Positives: a renewed emphasis on the regular season, in both small and big conferences. An expanded tournament tournament, but one that doesn’t favor the BCS schools. Continued meaning for the conference tournaments, and thus the possibilities for teams that were not good during the regular season. Negatives: an expanded tournament, which many do not like. First round byes for obviously inferior teams. Weird incentives for conferences to either get numerically smaller, or to rig their conference tournaments.

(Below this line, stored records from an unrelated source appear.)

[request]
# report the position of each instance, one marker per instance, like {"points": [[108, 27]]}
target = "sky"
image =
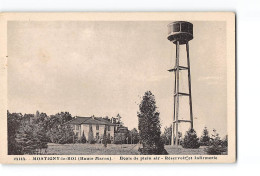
{"points": [[104, 68]]}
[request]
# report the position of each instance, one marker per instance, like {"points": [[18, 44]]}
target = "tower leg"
{"points": [[177, 93], [189, 78]]}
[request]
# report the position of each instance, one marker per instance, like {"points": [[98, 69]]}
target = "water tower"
{"points": [[180, 33]]}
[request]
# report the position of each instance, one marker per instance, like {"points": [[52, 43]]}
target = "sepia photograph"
{"points": [[100, 87]]}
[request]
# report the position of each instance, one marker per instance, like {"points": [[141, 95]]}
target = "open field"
{"points": [[112, 149]]}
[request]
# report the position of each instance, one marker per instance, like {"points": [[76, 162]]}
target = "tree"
{"points": [[167, 135], [149, 126], [191, 140], [204, 139], [83, 139], [105, 137], [119, 120], [13, 124], [90, 135], [134, 136]]}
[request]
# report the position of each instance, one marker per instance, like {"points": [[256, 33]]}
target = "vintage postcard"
{"points": [[140, 87]]}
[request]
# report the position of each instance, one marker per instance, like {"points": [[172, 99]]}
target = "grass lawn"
{"points": [[112, 149]]}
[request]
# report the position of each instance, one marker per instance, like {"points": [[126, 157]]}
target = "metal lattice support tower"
{"points": [[180, 33]]}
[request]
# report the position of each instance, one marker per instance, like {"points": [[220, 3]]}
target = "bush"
{"points": [[191, 140], [204, 139], [216, 146]]}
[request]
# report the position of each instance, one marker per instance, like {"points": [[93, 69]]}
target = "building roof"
{"points": [[90, 120]]}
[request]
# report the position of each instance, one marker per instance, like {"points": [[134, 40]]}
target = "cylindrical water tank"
{"points": [[181, 31]]}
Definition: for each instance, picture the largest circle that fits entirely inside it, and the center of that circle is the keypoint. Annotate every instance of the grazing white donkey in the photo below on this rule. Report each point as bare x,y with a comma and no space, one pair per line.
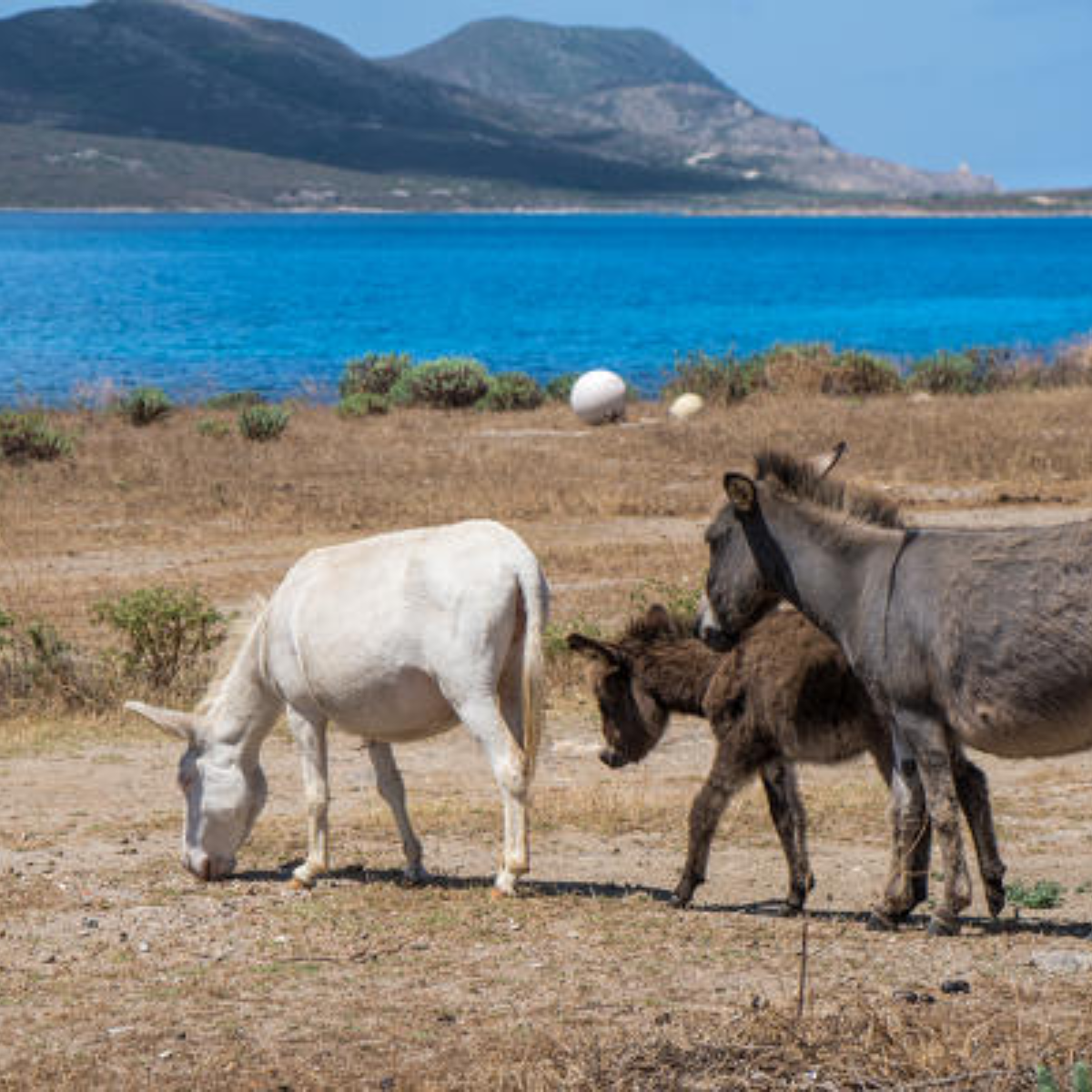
394,638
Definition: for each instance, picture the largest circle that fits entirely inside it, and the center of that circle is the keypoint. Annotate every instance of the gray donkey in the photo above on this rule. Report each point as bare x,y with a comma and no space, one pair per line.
981,637
784,694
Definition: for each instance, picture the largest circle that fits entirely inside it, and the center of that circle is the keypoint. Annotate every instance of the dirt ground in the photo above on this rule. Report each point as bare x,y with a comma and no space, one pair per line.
117,970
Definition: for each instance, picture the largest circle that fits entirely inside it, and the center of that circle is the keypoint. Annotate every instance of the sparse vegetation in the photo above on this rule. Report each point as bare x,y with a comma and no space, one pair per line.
512,390
167,632
146,405
364,404
375,374
1042,895
263,423
30,437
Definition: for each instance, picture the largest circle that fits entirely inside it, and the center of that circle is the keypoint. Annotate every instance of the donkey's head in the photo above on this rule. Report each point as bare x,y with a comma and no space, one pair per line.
223,795
632,721
747,571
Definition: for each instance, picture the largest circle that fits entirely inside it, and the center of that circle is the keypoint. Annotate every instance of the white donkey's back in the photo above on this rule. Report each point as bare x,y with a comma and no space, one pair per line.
394,638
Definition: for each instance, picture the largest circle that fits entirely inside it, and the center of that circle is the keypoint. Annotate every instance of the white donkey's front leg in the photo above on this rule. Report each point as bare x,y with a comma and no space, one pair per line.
310,736
484,722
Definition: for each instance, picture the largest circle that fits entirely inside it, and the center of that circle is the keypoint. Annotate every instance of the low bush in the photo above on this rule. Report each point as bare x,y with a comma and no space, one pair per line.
561,387
28,437
374,374
167,632
235,399
214,429
363,404
718,379
945,374
512,390
263,423
448,382
146,405
855,375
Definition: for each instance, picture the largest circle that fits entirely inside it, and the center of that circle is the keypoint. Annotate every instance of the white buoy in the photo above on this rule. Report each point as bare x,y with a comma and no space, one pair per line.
599,397
686,407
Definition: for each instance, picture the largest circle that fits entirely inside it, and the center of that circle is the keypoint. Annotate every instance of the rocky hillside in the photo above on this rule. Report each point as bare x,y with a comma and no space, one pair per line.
632,94
500,110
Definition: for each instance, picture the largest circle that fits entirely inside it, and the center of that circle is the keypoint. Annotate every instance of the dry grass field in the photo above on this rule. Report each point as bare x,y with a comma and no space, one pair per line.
118,971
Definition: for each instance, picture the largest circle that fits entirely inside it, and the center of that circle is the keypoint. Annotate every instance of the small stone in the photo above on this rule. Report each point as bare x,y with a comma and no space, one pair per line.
955,986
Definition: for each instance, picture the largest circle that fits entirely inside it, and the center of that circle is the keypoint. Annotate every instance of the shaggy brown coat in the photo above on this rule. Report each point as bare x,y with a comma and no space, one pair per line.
784,694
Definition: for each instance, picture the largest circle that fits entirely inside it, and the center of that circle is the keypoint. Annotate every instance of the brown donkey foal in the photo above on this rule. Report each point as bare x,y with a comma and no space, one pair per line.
784,694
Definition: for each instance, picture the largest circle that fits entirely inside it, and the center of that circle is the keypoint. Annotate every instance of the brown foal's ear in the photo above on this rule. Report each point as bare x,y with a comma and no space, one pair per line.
741,491
824,463
595,650
656,617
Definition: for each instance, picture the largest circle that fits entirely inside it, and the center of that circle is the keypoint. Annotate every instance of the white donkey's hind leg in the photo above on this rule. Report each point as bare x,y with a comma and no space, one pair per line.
483,720
310,736
392,790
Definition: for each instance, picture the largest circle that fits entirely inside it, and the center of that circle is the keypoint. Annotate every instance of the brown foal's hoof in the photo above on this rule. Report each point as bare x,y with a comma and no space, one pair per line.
944,925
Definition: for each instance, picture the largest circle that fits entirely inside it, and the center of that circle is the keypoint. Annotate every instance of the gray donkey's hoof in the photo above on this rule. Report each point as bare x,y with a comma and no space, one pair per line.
880,921
944,925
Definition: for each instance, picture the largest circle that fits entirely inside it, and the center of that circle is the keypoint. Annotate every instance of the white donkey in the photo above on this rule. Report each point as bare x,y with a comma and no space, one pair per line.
394,638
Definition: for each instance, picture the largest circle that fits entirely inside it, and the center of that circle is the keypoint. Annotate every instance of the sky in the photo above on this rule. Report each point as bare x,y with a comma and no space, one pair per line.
1003,86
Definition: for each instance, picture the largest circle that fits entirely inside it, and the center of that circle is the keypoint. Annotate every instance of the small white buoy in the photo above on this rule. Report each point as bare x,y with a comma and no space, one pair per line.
686,407
599,397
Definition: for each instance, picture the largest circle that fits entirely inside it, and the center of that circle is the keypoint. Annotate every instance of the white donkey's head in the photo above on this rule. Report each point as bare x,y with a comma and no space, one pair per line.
224,795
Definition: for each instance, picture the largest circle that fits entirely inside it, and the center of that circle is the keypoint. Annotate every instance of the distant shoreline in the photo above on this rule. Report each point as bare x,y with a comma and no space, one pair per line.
781,213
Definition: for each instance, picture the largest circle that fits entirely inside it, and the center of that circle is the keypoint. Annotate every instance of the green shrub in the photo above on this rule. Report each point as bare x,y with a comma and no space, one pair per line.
145,405
263,423
167,631
235,399
363,404
512,390
1042,895
561,387
26,437
945,374
718,379
374,374
449,382
856,374
213,429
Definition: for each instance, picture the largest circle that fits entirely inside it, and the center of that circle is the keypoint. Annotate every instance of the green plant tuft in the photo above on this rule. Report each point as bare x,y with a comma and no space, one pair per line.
512,390
374,374
263,423
146,405
235,399
363,404
28,437
167,631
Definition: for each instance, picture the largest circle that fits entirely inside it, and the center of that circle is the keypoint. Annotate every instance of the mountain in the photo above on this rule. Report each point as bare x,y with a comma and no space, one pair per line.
185,71
634,96
99,105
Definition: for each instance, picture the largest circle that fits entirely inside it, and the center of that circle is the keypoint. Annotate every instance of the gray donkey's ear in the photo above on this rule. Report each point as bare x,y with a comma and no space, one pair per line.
595,650
824,463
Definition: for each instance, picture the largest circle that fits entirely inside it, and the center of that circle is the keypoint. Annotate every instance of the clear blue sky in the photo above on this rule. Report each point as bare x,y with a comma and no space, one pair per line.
1005,86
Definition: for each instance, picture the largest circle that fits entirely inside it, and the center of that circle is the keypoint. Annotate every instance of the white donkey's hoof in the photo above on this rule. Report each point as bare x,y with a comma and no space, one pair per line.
505,885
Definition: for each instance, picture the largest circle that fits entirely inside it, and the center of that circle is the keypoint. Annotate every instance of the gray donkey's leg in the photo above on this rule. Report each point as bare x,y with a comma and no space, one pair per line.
973,792
790,818
730,773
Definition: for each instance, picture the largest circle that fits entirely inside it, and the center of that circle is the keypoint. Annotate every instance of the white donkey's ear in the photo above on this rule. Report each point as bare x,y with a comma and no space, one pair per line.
824,463
175,723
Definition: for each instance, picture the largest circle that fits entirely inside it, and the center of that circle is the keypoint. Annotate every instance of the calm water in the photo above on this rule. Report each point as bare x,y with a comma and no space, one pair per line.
197,303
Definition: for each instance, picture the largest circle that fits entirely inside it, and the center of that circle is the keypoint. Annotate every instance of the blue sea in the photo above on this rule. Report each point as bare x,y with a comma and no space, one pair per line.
203,303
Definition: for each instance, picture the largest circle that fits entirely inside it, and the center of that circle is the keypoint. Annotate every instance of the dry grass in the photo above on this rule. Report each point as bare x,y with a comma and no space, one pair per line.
591,982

It’s the last point I want to take up here, because I know someone will bring it up if I don’t. Syracuse won the Big East. Under this system, isn’t it in the Big East’s interest to have them not win the conference tournament? Yes, but that’s already the case. We don’t see conferences tanking their tournaments to get an extra team in the NCAA tournament that otherwise would not have made it, do we? No we do not. Now, this could potentially be a problem in the lower conferences, since it could mean the difference between one bid and two bids every single time. A remedy for this might be to preference teams who win both their regular-season and conference tournament with seeding consideration.
Another objection might be that we’re biasing the system toward the smaller conferences. In effect, we’re giving regular season champs in the small conferences byes, while making the at-large teams from the bigger conferences play an extra round. To which I say: that’s a fair trade in my book. If all the BCS at-large teams have to play a small conference tournament champ, or another at-large team in the first round, that’s a very small contribution to be made in order to fix the entire regular season of college basketball. Think about it: when was the last time anyone really cared what happened on the last weekend of the regular season? Unless you follow Ivy League hoops, you probably can’t think of it. This would change all that. And it would be a change for the better.